Scott Sparling

About

WIRE TO WIRE  is set in Northern Michigan in the late 1970s. It's a story of trains, glue, money, and love, with love being the most dangerous.

The town of Wolverine, on the edge of Lake Michigan, is a refuge for the damaged—“where everyone is working an angle and it’s never the angle you think.” Michael Slater arrives in Wolverine with more problems than most. He was standing on a moving boxcar when a power line kissed his skull; now he sees things that aren’t there. 

For me, Wire to Wire is a story about the thrill of hopping freights, the strange beauty of Northern Michigan, and the pain of falling for someone right down to your blood and your bones. It's literary fiction with a plot.

The writer Joyce Thompson wrote this about Wire to Wire in a review for HTMLGiant:

Wire to Wire is a smart and beautiful book about losers—aimless, glue sniffing, speed freak, train hopping, mostly rural, accidentally homicidal losers. [Sparling's] prose is so good, his characters so vivid and the pace so gracefully relentless that we willingly jump on the train to nowhere as it slices through the chilly northern Michigan night, in the company of Slater, who perceives with gorgeous intensity and is virtually incapable of deciding anything, of Harp the adventurer, obsessively compulsive in his rail riding, of lovely, damaged, heroically addicted Lane, who sleeps with both of them.

A gaggle of finely drawn secondary characters populates the alternating here and nows the story moves between, not a stereotype among them, while the narrative engine gains speed as implacably as a bullet train or a Greek tragedy. All this sounds terribly serious, but Sparling’s spare prose comes with a glint of wit and a persistent quirky intelligence that does two singular things—it completely seduces the reader and convincingly asserts that even the most hapless among us lead rich and complicated lives.

The extremely smart people at Tin House describe it this way:

While riding a freight car through Detroit, Michael Slater suffers a near-fatal accident—a power line to the head. After a questionable recovery and a broken relationship, he abandons his new home in the Arizona desert, but not before leaving a man for dead. Slater returns to Michigan in a busted-up Ford to reunite with an old train-hopping pal, but quickly discovers that the Pleasant Peninsula of his youth is none too pleasant. As Slater’s past catches up with his present—a love triangle, a local drug dealer, the damaged residents of a destitute Northern Michigan town—rock bottom keeps slipping farther away.

Three years later, Slater sits in a dark video-editing suite, popping speed like penny candy, attempting to reconcile himself with the unfilmed memories that haunt his screens and his conscience.

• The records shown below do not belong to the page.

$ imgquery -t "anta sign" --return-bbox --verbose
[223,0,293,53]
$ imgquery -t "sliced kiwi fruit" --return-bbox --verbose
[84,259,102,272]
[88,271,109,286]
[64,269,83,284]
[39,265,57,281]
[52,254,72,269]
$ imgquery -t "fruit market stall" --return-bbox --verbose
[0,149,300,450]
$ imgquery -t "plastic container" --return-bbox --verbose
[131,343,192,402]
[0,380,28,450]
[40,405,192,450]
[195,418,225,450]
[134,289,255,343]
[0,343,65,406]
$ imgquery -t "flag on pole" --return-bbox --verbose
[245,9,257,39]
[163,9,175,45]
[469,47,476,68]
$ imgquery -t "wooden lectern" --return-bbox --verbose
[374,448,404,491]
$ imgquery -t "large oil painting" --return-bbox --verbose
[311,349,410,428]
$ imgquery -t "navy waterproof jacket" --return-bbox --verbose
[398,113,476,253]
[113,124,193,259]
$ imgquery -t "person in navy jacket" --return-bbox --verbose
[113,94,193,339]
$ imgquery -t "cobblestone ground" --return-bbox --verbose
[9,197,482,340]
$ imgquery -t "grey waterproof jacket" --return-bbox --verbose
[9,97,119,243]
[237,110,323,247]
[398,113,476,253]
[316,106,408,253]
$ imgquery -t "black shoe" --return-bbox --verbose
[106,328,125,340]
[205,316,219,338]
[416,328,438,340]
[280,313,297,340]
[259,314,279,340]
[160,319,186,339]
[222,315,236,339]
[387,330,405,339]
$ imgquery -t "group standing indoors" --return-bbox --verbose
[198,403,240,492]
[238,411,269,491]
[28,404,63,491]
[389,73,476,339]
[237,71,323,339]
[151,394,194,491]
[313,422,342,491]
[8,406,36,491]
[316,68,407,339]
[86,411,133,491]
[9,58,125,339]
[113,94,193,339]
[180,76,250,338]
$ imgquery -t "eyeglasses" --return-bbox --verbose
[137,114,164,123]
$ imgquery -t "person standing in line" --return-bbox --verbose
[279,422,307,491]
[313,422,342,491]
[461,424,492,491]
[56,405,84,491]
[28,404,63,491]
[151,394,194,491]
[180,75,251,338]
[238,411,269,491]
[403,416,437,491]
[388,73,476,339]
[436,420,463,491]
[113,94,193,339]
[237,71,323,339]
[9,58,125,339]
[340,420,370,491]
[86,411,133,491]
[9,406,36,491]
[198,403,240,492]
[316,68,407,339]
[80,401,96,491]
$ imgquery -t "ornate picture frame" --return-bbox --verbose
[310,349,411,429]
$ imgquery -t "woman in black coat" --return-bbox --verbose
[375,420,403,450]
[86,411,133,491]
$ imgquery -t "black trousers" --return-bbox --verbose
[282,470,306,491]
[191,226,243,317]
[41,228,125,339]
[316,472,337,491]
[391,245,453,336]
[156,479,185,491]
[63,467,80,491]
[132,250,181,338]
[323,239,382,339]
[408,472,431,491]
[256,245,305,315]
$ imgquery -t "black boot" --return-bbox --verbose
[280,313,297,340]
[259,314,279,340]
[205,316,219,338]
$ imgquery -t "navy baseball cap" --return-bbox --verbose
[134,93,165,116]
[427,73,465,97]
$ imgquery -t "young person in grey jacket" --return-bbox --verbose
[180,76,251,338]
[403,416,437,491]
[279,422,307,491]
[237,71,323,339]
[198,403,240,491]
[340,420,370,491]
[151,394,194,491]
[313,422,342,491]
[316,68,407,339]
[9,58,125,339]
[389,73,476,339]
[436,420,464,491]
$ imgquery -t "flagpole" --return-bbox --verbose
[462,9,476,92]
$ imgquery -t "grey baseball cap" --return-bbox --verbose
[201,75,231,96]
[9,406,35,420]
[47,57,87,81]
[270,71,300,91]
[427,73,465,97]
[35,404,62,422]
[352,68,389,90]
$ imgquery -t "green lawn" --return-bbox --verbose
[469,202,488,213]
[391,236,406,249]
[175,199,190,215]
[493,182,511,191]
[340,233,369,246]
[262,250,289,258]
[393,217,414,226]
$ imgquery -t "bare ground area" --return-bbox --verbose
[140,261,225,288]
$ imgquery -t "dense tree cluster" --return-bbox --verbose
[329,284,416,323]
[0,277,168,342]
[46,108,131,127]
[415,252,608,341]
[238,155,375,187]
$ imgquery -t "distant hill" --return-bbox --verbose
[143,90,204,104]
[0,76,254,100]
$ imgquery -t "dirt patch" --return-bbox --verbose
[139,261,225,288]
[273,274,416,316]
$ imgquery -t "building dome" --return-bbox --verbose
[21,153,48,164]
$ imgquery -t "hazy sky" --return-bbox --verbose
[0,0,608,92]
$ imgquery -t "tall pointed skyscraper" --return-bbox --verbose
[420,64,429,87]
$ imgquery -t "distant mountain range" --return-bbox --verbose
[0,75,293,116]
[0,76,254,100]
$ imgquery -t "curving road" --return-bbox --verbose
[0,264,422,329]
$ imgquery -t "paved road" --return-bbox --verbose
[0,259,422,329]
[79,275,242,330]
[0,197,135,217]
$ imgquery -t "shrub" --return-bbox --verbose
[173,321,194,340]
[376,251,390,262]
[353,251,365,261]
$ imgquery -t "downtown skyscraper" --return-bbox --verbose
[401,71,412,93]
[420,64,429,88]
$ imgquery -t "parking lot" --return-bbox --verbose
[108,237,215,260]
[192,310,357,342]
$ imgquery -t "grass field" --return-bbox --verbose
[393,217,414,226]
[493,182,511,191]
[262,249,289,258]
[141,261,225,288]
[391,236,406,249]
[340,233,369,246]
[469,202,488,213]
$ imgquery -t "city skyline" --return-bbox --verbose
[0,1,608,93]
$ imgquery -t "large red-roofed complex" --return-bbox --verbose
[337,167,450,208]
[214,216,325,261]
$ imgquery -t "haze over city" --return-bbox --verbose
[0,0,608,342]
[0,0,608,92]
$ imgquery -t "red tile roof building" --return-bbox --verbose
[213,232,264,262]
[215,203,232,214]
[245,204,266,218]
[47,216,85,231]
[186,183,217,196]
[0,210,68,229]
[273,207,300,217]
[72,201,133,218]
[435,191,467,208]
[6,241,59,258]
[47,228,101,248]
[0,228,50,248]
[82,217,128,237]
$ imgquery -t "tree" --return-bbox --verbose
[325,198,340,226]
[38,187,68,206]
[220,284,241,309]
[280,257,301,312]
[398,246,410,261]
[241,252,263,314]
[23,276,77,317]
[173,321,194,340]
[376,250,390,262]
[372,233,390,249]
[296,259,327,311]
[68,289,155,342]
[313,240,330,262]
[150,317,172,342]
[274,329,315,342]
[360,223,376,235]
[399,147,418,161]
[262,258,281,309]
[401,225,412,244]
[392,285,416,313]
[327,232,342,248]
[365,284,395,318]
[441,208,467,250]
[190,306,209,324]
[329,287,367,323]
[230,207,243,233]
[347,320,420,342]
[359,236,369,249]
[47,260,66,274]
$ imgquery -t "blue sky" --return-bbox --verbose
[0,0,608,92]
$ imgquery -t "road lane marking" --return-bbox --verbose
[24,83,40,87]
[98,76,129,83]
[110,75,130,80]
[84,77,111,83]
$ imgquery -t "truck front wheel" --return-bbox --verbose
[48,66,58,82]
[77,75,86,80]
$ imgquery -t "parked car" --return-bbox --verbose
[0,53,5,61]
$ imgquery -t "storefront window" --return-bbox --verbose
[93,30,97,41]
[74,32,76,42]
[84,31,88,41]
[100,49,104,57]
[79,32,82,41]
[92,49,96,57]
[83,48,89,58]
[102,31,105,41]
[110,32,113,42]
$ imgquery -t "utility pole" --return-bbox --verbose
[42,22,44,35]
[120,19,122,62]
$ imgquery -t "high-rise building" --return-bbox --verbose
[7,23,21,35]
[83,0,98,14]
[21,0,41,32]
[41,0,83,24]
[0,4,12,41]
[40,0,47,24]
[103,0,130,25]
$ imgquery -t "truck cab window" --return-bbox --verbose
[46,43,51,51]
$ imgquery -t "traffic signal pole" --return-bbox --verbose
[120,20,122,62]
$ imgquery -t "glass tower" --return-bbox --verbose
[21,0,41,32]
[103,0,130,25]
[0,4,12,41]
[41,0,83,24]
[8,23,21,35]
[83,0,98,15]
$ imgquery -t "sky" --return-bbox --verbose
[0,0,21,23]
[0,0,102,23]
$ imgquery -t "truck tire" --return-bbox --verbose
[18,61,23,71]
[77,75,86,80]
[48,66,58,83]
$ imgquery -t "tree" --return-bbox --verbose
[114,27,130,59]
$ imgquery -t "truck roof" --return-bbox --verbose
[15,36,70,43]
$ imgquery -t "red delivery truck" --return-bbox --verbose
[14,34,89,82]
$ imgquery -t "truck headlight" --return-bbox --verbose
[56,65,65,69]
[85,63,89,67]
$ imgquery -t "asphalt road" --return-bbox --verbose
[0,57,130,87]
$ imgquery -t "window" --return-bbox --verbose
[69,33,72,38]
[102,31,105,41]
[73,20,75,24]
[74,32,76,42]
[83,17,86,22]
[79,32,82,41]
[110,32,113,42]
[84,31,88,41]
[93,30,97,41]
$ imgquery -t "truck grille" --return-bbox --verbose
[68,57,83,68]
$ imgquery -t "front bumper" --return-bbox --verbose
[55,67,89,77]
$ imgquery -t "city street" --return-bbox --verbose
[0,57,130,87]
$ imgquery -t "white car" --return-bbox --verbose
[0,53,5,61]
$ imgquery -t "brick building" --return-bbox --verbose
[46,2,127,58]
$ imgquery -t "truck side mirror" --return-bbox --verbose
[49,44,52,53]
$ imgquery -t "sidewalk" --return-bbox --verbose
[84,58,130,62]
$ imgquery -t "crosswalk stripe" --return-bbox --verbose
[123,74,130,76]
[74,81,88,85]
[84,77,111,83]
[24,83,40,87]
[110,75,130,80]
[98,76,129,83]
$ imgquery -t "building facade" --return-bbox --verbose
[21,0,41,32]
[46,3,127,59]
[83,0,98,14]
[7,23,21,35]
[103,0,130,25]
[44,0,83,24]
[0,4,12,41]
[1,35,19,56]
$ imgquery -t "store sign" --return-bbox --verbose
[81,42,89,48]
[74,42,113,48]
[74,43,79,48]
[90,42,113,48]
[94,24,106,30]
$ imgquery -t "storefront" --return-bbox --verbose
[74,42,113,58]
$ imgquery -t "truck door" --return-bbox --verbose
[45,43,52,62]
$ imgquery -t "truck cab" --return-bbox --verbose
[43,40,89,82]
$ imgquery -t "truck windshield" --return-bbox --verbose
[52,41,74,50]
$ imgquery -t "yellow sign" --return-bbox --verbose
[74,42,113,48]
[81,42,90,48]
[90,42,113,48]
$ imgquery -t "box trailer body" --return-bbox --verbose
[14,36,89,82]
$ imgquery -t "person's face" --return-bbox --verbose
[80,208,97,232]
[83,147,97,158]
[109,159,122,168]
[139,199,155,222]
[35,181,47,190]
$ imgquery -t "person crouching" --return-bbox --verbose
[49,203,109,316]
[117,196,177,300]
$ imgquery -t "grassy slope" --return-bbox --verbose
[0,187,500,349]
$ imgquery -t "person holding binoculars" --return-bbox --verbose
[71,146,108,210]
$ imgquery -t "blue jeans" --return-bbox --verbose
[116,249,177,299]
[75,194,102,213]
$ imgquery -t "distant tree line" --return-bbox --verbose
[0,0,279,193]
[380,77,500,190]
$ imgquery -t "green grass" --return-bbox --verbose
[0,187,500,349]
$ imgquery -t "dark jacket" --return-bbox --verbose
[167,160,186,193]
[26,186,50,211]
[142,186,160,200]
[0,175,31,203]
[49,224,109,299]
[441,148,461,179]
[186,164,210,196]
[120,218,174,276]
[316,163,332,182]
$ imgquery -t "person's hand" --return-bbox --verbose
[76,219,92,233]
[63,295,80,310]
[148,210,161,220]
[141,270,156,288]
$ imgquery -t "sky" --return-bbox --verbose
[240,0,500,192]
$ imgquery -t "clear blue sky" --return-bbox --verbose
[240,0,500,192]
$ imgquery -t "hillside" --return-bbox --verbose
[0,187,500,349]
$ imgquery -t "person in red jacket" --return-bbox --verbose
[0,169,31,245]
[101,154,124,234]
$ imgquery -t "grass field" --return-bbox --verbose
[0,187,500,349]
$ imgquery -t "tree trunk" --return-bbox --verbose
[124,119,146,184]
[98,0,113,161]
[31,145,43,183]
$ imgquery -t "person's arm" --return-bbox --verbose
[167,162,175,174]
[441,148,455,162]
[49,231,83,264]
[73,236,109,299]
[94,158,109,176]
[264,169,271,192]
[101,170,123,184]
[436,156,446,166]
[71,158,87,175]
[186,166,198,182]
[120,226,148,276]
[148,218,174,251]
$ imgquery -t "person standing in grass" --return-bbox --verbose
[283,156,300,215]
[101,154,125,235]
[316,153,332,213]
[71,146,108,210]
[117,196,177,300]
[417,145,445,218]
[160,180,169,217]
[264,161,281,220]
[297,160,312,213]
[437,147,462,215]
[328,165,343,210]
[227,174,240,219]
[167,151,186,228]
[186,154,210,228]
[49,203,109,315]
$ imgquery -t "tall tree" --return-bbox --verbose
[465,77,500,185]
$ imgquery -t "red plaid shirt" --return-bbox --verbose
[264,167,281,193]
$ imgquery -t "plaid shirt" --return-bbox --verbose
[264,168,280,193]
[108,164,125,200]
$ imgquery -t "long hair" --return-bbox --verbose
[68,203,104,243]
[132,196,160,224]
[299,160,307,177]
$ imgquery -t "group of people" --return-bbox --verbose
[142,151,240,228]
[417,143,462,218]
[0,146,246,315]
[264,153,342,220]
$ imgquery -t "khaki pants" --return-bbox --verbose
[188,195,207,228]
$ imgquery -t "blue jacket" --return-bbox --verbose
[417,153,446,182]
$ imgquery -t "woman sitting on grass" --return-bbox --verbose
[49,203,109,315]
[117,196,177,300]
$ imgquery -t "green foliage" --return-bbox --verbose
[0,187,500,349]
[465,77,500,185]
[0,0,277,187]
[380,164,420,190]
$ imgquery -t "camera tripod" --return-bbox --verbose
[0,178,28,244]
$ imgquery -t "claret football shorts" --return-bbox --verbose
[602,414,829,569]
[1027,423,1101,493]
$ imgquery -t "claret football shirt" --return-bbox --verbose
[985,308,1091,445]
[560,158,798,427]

There was music in my head all the time I was writing Wire to Wire. Some of it might give you a clue as to what I was thinking. At various times, I imagined using lyrics from three songs as epigraphs, starting with this from Dylan:

Ain’t it just like the night to play tricks when you’re tryin' to be so quiet?
We sit here stranded, though we’re all doin’ our best to deny it
And Louise holds a handful of rain, temptin’ you to defy it
Lights flicker from the opposite loft
In this room the heat pipes just cough
The country music station plays soft
But there’s nothing, really nothing to turn off
Just Louise and her lover so entwined
And these visions of Johanna that conquer my mind.

— Visions of Johanna

And this from Joni Mitchell:

There's no comprehending
Just how close to the bone and the skin and the eyes
And the lips you can get
And still feel so alone
And still feel related
Like stations in some relay

— Coyote

And this from Bo Diddley:

Night was dark, but the sky was blue,
Down the alley, the ice-wagon flew,
Heard a bump, and somebody screamed,
You should have heard just what I seen.

— Who Do You Love

In the end, we went with a quote from the Tao Te Ching—"In action, watch the timing"—and the Michigan state motto: "If you seek a pleasant peninsula, look about you."

 

 

 

 

Scott Sparling lives near the railroad tracks in Sucker Lake, Oregon, a place that might or might not exist. He grew up in Michigan, graduated from Antioch College in Ohio, and now runs Segerfile.com.